The word "God" is a relatively recent invention, but the experience that word is attempting to describe does pre-date humans. Wildlife has a primal connection with nature that was largely lost to us as thought emerged in human beings and we became increasingly distracted and consumed by the symbolic realm between our ears. Most of the time our attention is not focused on the real world, but rather on what we think about the real world, which is something else entirely.

Consider your dog with his head out the window of your car as you drive. Your dog is totally 100% invested in the moment of the wind in his face, whereas you are typically lost in thought as you drive. Your dog is in the real world, you are usually in a symbolic realm which only points to the real world, a second hand experience. Your dog has the primal bond with reality, you typically do not.

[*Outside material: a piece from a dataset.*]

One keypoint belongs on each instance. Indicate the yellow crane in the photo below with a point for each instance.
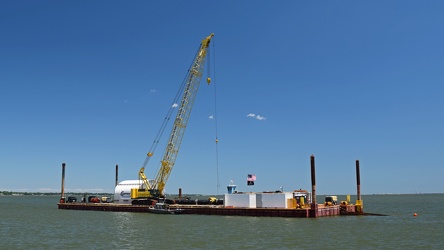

Religions and the god(s) characters arose in an attempt to recover the lost primal bond with reality. As example, consider that the Jehovah character is remarkably similar to nature in being both a gloriously beautiful giver of life, and a ruthless killer of the innocent. As we lost the primal bond with reality we attempted to reconnect through the use of relatable human-like characters such as Jehovah.

A key problem for most religions is that such characters are made of thought, the very thing which causes us to lose the primal bond with nature.

The primal bond with nature is still available to us today, it just doesn't come naturally to us as it once did. That's the price tag for the awesome power of thought.